I'm using cloudflare as a reverse proxy in front of AppEngine. Hence, in GCP Logging request log, the IP being logged is Cloudflare's.
Behind cloudflare, the actual user IP is req.headers['x-forwarded-for'].split(',')[0]
, so I've been trying to work through Google Logging log correlation to get it right (in an express middleware):
const forwardedForHeader = req.headers['x-forwarded-for']
const userIp = forwardedForHeader ? forwardedForHeader.split(',')[0] : req.ip
res.on('finish', () => {
logger.info(req.originalUrl, {
httpRequest: {
status: res.statusCode,
requestUrl: req.originalUrl,
requestMethod: req.method,
remoteIp: userIp,
},
remoteIp: userIp, // workaround to get remote IP as metadata - GAE has everything else
})
})
LOGGING_SPAN_KEY
& LOGGING_TRACE_KEY
are both set properly.
Unfortunately, I'm still getting 2 log entries (GAE generated 1 in request log; mine generated as above).

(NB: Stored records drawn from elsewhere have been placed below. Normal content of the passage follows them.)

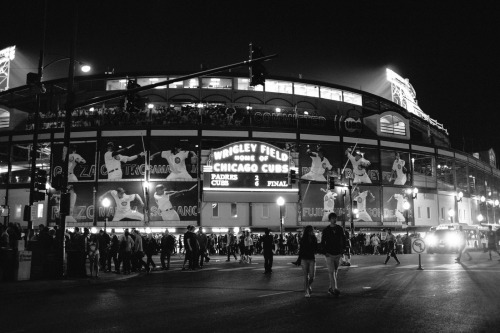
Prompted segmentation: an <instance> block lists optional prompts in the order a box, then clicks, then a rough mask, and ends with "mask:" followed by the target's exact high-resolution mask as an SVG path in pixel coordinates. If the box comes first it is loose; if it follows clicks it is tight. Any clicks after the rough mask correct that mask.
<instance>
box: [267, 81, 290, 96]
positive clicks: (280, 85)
mask: <svg viewBox="0 0 500 333" xmlns="http://www.w3.org/2000/svg"><path fill="white" fill-rule="evenodd" d="M266 91H267V92H277V93H282V94H291V93H292V91H293V90H292V82H287V81H275V80H266Z"/></svg>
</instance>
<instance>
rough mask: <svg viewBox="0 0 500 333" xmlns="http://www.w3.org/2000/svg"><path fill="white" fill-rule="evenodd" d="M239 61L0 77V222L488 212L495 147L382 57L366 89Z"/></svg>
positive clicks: (344, 221)
mask: <svg viewBox="0 0 500 333" xmlns="http://www.w3.org/2000/svg"><path fill="white" fill-rule="evenodd" d="M247 67H248V66H247ZM239 70H241V71H242V72H241V73H237V72H232V71H220V72H218V73H216V74H212V75H202V74H200V75H198V76H193V75H190V73H175V72H171V73H170V72H162V73H154V74H151V73H125V74H102V75H93V76H76V77H75V78H74V82H73V80H71V82H70V81H69V80H68V79H60V80H53V81H45V82H43V84H41V83H40V82H39V81H38V82H37V80H36V77H35V78H34V80H30V78H28V81H27V83H28V84H27V85H24V86H20V87H16V88H11V89H2V90H3V91H2V92H0V126H1V128H0V175H1V177H0V204H1V205H2V206H1V207H2V208H1V212H2V217H3V221H2V222H3V223H5V224H7V223H9V222H14V223H19V224H20V225H21V226H22V227H23V228H24V229H26V230H31V229H34V230H36V229H37V226H38V225H40V224H43V225H48V226H49V227H54V226H65V227H66V228H67V229H69V230H70V231H71V230H72V229H73V228H75V227H80V228H82V227H87V228H89V229H91V228H92V227H95V229H94V230H96V229H97V230H99V229H102V228H107V230H108V231H111V229H115V231H116V232H117V233H121V232H123V230H124V229H125V228H138V229H139V230H141V231H144V232H153V233H160V232H162V231H164V230H165V229H168V230H169V231H170V232H171V233H173V234H176V235H180V234H183V233H184V232H185V230H186V227H187V226H188V225H195V226H197V227H201V228H203V229H204V230H205V232H206V233H207V234H217V235H220V234H225V233H227V232H228V231H234V232H236V233H238V232H241V231H244V230H250V231H251V232H252V233H262V232H263V231H264V229H265V228H270V229H271V231H273V232H275V233H278V232H281V233H284V232H286V233H289V232H292V233H295V232H298V231H300V230H301V228H303V227H304V226H306V225H313V226H314V227H315V228H317V229H321V228H323V227H324V226H326V225H328V223H329V222H328V218H327V216H328V214H329V213H331V212H335V213H337V215H338V216H339V220H341V221H342V222H343V223H345V226H346V228H347V229H349V230H351V231H352V232H356V233H358V232H365V231H366V232H372V231H379V230H381V229H383V228H391V229H392V230H394V231H395V232H396V233H407V232H410V233H414V232H421V233H424V232H428V231H429V230H431V229H436V228H438V229H439V228H440V226H443V225H446V227H449V226H450V224H451V223H453V224H457V223H459V224H461V225H464V226H470V227H471V228H481V227H484V226H485V225H487V224H498V222H499V219H500V210H499V208H498V199H499V190H500V171H499V170H498V169H497V166H496V157H495V153H494V151H493V150H489V151H485V152H479V153H475V154H472V155H471V154H468V153H465V152H462V151H457V150H455V149H452V148H451V145H450V140H449V137H448V132H447V130H446V127H445V125H443V124H441V123H439V122H438V121H437V120H435V119H433V118H432V116H429V115H428V114H426V113H424V112H423V111H422V110H421V109H420V108H419V106H418V105H417V102H416V92H415V90H414V88H413V87H412V86H411V84H410V83H409V80H408V79H404V78H403V77H401V76H400V75H398V74H397V73H395V72H393V71H391V70H389V69H388V70H387V73H386V74H387V77H386V81H385V84H386V89H385V91H386V94H384V96H377V95H374V94H371V93H367V92H364V91H361V90H356V89H352V88H348V87H343V86H340V85H337V84H335V83H334V82H317V81H309V80H302V79H296V78H289V77H288V78H287V77H275V76H272V75H268V76H266V77H265V78H261V79H262V80H261V81H260V82H259V83H261V84H257V85H252V84H251V83H252V82H251V80H252V79H253V78H250V77H249V74H248V72H246V70H245V68H243V69H241V68H240V69H239ZM31 79H33V77H31ZM164 81H166V83H165V84H164V85H161V84H158V83H162V82H164ZM152 84H156V86H154V87H152V88H150V89H146V90H141V91H138V88H144V87H146V86H149V85H152ZM68 91H73V92H74V100H73V98H72V100H73V102H74V108H73V111H72V112H70V114H69V115H68V114H67V113H66V110H65V109H66V106H67V99H68V96H70V94H69V93H68ZM116 96H118V97H116ZM108 97H109V98H108ZM68 125H69V128H68ZM65 128H67V131H66V132H65ZM68 143H69V144H68ZM66 169H67V171H65V170H66ZM65 177H66V178H65ZM61 192H62V193H61ZM65 206H67V207H68V209H65ZM63 217H64V218H65V223H62V222H63V221H61V219H62V218H63Z"/></svg>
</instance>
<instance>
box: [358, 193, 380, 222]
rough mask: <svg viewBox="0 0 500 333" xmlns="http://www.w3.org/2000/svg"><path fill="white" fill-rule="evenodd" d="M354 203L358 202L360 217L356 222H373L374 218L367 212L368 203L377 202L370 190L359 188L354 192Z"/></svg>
mask: <svg viewBox="0 0 500 333" xmlns="http://www.w3.org/2000/svg"><path fill="white" fill-rule="evenodd" d="M352 198H353V201H356V204H357V208H358V215H357V216H356V218H355V220H354V221H364V222H372V221H373V219H372V217H371V216H370V215H369V214H368V212H367V207H366V203H367V201H368V200H369V201H371V202H373V201H375V196H374V195H373V193H372V192H371V191H369V190H362V189H360V188H359V187H356V188H355V189H354V190H353V192H352Z"/></svg>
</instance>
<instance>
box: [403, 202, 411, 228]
mask: <svg viewBox="0 0 500 333" xmlns="http://www.w3.org/2000/svg"><path fill="white" fill-rule="evenodd" d="M403 209H404V211H405V222H406V226H407V227H408V211H409V209H410V203H409V202H408V200H405V201H404V202H403ZM407 233H408V230H407Z"/></svg>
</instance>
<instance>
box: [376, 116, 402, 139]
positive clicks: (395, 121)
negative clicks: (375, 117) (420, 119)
mask: <svg viewBox="0 0 500 333" xmlns="http://www.w3.org/2000/svg"><path fill="white" fill-rule="evenodd" d="M380 132H382V133H387V134H394V135H401V136H406V124H405V123H404V121H402V120H401V119H400V118H399V117H396V116H393V115H387V116H383V117H381V118H380Z"/></svg>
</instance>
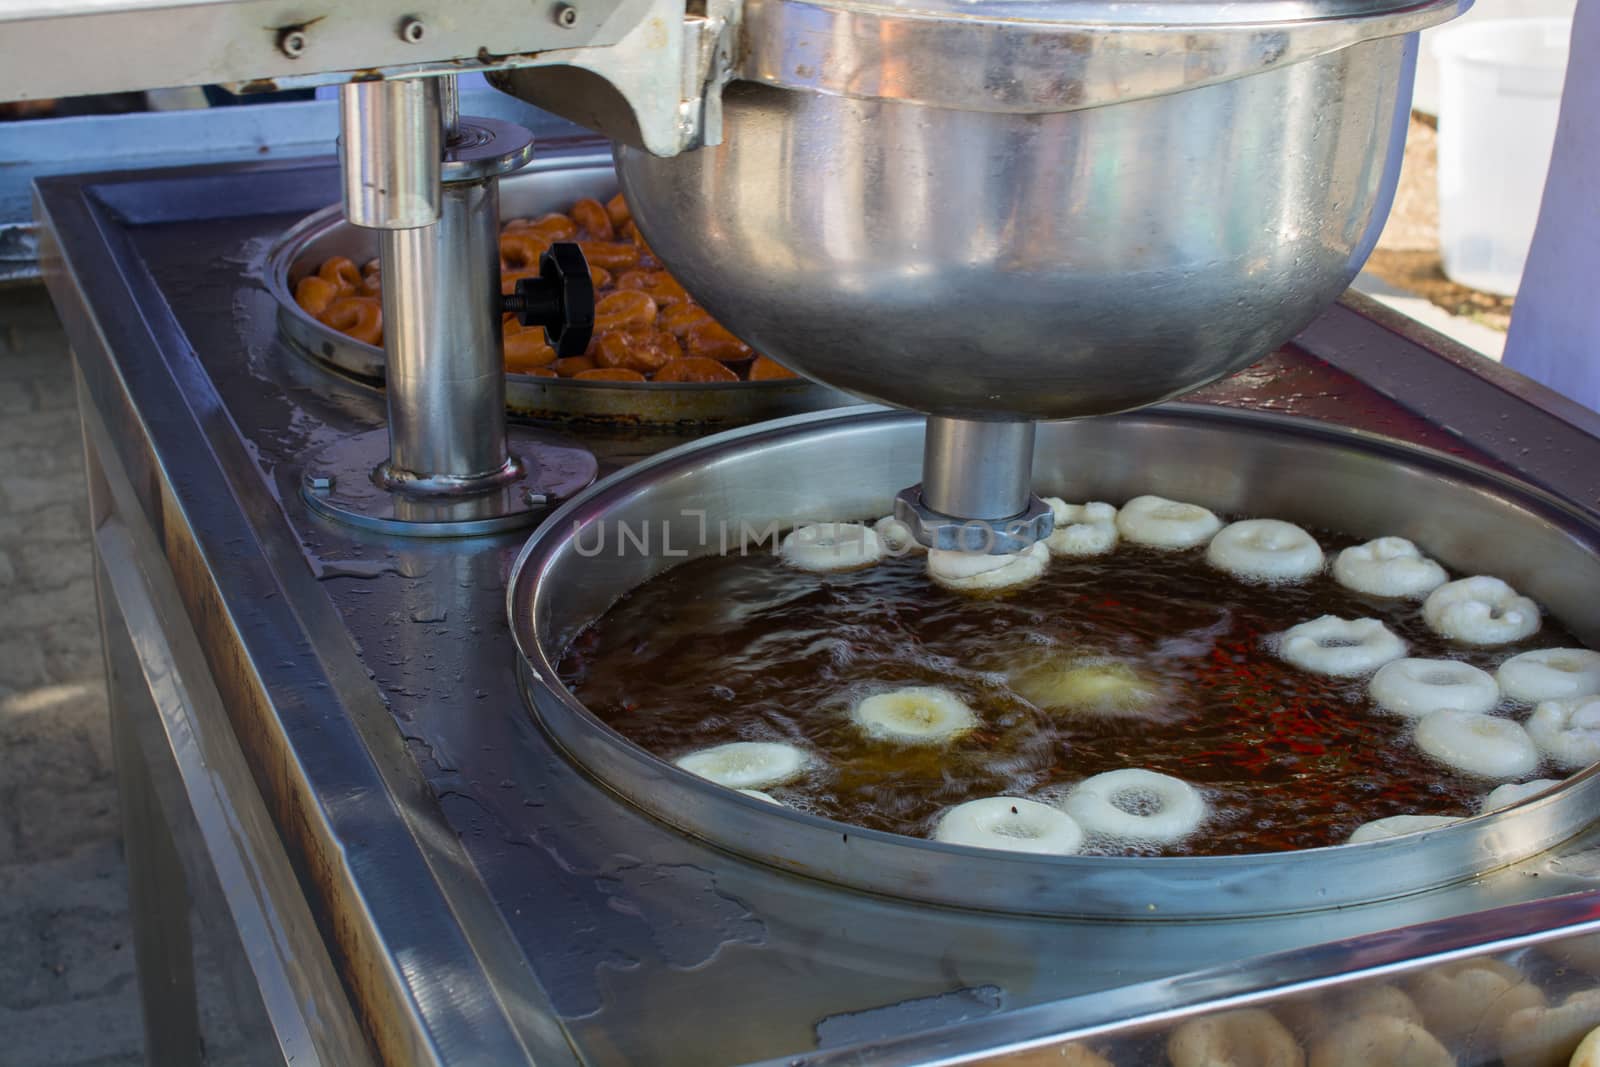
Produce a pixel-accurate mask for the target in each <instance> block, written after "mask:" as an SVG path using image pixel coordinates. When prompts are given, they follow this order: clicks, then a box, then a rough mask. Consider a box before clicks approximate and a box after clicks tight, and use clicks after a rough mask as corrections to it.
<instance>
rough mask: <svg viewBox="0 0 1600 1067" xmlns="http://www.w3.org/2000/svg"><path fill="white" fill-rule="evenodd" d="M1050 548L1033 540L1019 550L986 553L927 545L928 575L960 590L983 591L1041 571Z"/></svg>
mask: <svg viewBox="0 0 1600 1067" xmlns="http://www.w3.org/2000/svg"><path fill="white" fill-rule="evenodd" d="M1046 563H1050V549H1046V547H1045V542H1043V541H1035V542H1034V544H1032V545H1029V547H1027V549H1026V550H1022V552H1013V553H1006V555H989V553H982V552H954V550H947V549H928V577H931V579H933V581H936V582H939V584H941V585H944V587H946V589H954V590H955V592H963V593H987V592H998V590H1002V589H1011V587H1013V585H1026V584H1027V582H1030V581H1034V579H1035V577H1038V576H1040V574H1043V573H1045V565H1046Z"/></svg>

Is there any way to get the actual user ip in the request log ?
CodePudding user response:
You can take a look into this article: How does Cloudflare handle HTTP Request headers?
To restore original visitor IP addresses at your origin web server, Cloudflare recommends your logs or applications look at CF-Connecting-IP or True-Client-IP instead of X-Forwarded-For since CF-Connecting-IP and True-Client-IP have a consistent format containing only one IP.
I hope this is useful.
CodePudding user response:
You can take a look in this documetn Setting Up Cloud Logging for Node.js. Here explains the popular Bunyan and Winston logging libraries.